Avec une population jeune de 22 millions d’habitants, la Côte d’Ivoire est directement concernée par les enjeux de ce rapport. Les données montrent que seules 24,5 % des adolescentes âgées de 16 à 18 ans sont scolarisées, tandis que 23 % ont déjà connu une grossesse. Des écarts régionaux marqués accentuent la vulnérabilité des jeunes filles, notamment dans les districts du Woroba et du Zanzan, où plus de la moitié des adolescentes sont mariées, mères ou déscolarisées. Le rapport met également en lumière un accès inégal à la technologie et aux services financiers freinant davantage leur autonomisation.

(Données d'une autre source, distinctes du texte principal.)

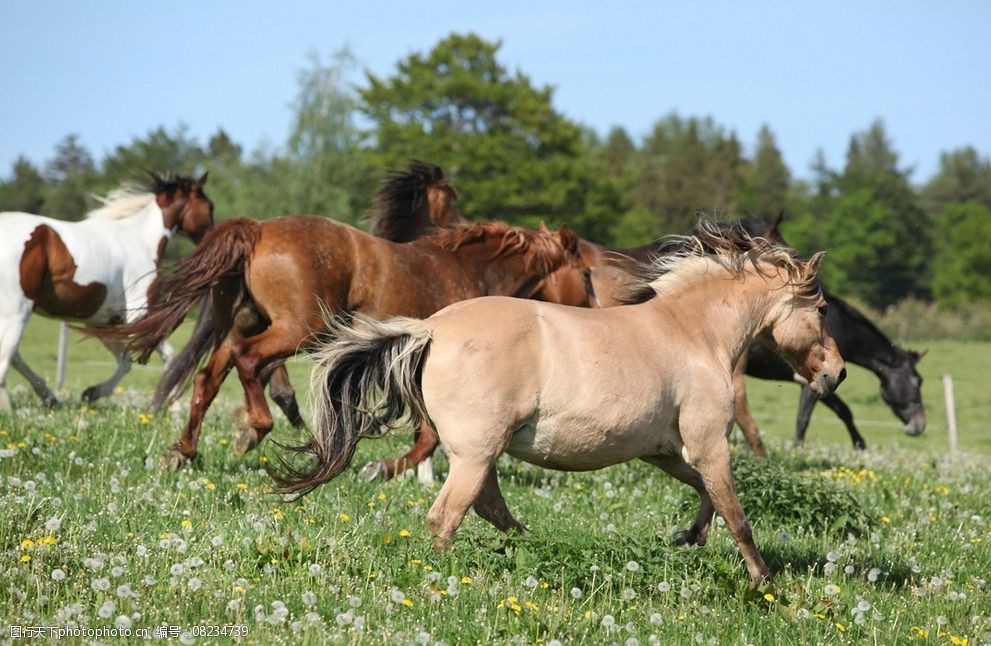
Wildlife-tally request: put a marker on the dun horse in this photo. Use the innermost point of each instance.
(578, 389)
(270, 280)
(94, 272)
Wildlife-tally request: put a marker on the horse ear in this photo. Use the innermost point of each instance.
(812, 266)
(568, 239)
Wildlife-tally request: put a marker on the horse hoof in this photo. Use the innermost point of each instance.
(173, 460)
(688, 537)
(245, 440)
(372, 471)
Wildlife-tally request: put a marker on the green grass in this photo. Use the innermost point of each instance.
(888, 546)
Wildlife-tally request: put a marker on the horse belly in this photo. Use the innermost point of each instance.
(583, 444)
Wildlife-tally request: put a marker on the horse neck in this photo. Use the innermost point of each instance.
(145, 232)
(859, 341)
(507, 274)
(727, 313)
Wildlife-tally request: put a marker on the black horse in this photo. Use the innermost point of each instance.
(861, 343)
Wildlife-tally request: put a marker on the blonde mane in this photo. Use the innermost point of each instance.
(728, 246)
(122, 203)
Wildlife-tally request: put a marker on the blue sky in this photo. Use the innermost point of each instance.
(110, 71)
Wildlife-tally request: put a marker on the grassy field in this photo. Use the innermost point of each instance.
(887, 546)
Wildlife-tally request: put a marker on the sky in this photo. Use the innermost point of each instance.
(110, 71)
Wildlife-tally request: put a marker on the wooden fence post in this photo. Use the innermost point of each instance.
(63, 352)
(951, 414)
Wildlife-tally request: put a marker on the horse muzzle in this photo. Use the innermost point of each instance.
(825, 383)
(916, 425)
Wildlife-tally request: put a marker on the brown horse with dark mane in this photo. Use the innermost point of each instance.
(271, 282)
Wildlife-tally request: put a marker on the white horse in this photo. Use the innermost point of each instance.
(93, 272)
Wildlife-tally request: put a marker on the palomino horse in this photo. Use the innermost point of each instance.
(408, 205)
(269, 282)
(578, 389)
(94, 272)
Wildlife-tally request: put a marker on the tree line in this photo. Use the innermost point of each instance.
(514, 157)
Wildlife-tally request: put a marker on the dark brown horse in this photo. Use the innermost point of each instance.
(270, 282)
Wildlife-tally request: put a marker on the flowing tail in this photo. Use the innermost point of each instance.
(180, 370)
(223, 253)
(366, 376)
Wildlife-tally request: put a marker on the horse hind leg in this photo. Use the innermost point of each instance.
(284, 395)
(97, 391)
(425, 444)
(491, 506)
(709, 456)
(12, 324)
(677, 468)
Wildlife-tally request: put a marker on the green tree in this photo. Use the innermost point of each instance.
(879, 239)
(509, 152)
(160, 151)
(765, 189)
(25, 190)
(687, 166)
(70, 174)
(963, 176)
(326, 170)
(962, 267)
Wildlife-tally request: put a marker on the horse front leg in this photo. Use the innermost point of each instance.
(425, 442)
(206, 384)
(41, 388)
(253, 358)
(744, 419)
(706, 449)
(93, 393)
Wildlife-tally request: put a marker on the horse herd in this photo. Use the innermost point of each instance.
(485, 338)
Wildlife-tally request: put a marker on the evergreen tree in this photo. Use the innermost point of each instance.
(511, 155)
(25, 190)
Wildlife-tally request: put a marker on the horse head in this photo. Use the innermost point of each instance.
(798, 330)
(570, 284)
(901, 390)
(413, 202)
(185, 207)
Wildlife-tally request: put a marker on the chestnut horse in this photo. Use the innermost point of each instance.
(269, 282)
(577, 389)
(93, 272)
(408, 204)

Lors de la présentation officielle, Marie-Chantal Uwanyiligira, directrice de Division à la Banque mondiale, a lancé un appel fort en faveur de la scolarisation des jeunes filles : « il est important d’investir dans les jeunes filles car c’est un gain économique. Ce rapport permet de savoir ce qu’il faut faire pour donner de la chance à ces jeunes filles. Les filles ne sont pas un poids ; je fais un appel à tout un chacun, pour la scolarisation des jeunes filles. » Ce message s’aligne avec les initiatives déjà en cours comme Une Fille qui Apprend, Une Femme qui Gagne et le projet SWEDD.

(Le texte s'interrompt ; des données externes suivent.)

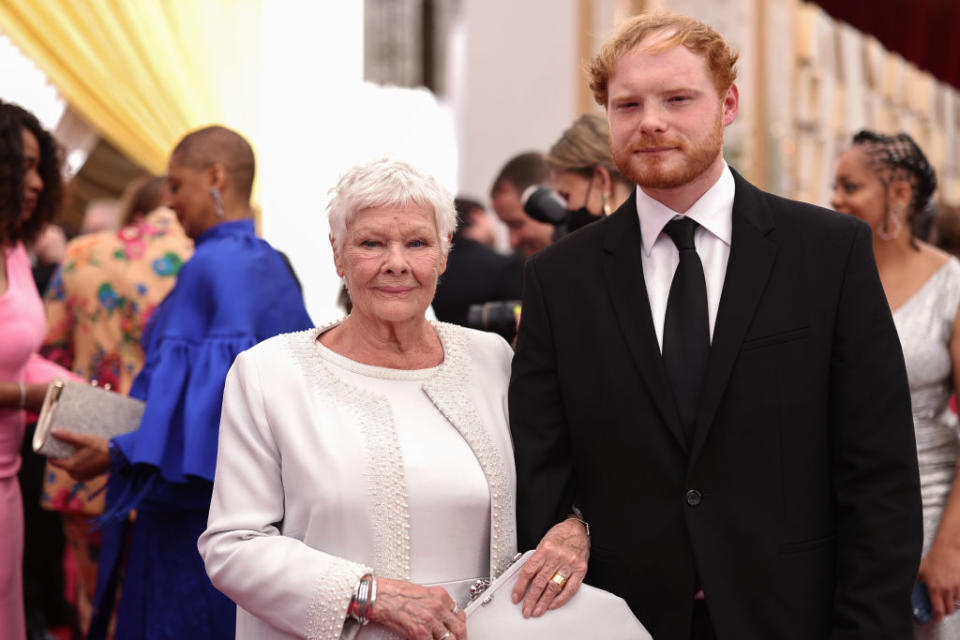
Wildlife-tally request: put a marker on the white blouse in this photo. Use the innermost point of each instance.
(329, 469)
(447, 495)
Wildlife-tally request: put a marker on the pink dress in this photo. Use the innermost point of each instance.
(22, 329)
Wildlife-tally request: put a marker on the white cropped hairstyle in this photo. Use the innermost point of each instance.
(387, 182)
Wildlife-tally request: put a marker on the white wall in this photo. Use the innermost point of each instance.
(311, 67)
(517, 88)
(320, 120)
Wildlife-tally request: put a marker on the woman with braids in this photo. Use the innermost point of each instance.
(887, 182)
(29, 199)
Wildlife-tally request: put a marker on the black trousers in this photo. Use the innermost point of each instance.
(701, 627)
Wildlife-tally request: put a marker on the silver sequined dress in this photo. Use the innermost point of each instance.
(925, 324)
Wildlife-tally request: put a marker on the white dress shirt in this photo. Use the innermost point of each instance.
(714, 213)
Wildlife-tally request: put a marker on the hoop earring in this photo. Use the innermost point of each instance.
(894, 215)
(217, 201)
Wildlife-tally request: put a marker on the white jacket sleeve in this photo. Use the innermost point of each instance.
(279, 579)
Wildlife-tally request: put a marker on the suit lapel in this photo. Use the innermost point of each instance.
(623, 272)
(748, 269)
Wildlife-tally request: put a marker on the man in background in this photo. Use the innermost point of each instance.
(520, 172)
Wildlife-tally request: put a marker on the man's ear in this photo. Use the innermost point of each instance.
(730, 105)
(603, 179)
(337, 262)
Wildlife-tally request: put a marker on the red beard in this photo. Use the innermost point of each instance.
(671, 169)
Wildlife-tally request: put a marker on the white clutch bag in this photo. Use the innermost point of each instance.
(80, 407)
(590, 613)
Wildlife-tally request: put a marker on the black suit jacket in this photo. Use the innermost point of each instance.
(475, 274)
(798, 502)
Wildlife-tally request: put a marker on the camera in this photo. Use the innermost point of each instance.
(544, 205)
(499, 317)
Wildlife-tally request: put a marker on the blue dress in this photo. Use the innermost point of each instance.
(233, 293)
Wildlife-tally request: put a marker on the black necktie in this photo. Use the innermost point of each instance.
(686, 329)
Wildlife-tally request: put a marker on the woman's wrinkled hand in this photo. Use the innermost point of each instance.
(940, 571)
(553, 574)
(91, 458)
(417, 612)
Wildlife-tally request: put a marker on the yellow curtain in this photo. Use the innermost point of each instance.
(144, 72)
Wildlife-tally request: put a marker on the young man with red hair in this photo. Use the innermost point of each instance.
(711, 378)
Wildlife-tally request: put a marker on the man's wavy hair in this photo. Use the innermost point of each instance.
(13, 120)
(678, 30)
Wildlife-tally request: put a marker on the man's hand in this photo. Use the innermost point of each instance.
(940, 571)
(554, 573)
(91, 458)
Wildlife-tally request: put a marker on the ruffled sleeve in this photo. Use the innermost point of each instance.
(281, 580)
(233, 293)
(183, 393)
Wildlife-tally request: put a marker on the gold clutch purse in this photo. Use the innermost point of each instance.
(82, 408)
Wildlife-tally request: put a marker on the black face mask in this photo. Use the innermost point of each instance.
(581, 217)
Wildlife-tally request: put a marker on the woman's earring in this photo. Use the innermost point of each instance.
(217, 201)
(893, 216)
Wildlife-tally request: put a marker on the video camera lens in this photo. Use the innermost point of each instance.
(498, 317)
(543, 204)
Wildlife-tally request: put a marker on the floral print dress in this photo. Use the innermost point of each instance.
(97, 306)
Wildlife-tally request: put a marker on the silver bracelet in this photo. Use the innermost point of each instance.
(363, 599)
(578, 516)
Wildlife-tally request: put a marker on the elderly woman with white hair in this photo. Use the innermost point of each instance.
(365, 469)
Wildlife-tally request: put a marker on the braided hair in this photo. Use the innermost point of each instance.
(13, 120)
(897, 157)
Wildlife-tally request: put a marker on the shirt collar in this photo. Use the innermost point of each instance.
(713, 211)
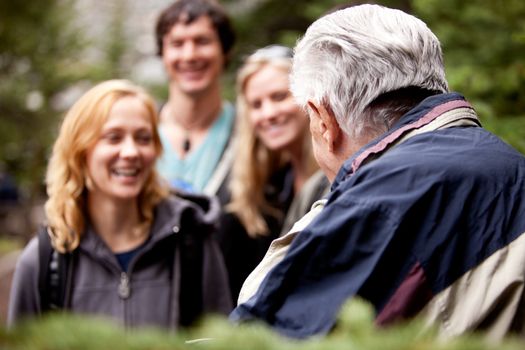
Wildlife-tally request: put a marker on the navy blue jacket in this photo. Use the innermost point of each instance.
(433, 206)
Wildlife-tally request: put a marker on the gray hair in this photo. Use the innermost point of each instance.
(348, 58)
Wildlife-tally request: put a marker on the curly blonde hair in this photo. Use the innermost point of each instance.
(254, 162)
(66, 175)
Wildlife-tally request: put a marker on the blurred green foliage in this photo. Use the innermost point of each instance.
(355, 330)
(42, 54)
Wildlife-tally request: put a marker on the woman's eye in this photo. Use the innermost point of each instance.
(112, 137)
(255, 104)
(144, 138)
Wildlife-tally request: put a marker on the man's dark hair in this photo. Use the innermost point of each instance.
(187, 11)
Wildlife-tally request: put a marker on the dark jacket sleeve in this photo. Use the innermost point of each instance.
(24, 300)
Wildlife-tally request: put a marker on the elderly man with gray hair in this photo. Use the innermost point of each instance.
(425, 216)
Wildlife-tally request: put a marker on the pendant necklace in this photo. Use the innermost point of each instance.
(186, 144)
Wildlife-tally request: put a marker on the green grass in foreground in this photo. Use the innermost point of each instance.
(355, 330)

Parmi les recommandations prioritaires du rapport figurent le renforcement des politiques éducatives, l’accès équitable aux services de santé reproductive, le développement de programmes d’insertion économique adaptés et l’application effective des lois en faveur des adolescentes. Le document plaide également pour une meilleure collecte de données désagrégées et une collaboration renforcée entre acteurs publics, privés et institutionnels. Investir dans les adolescentes, c’est miser sur une prospérité durable et inclusive pour la Côte d’Ivoire et pour l’ensemble du continent africain.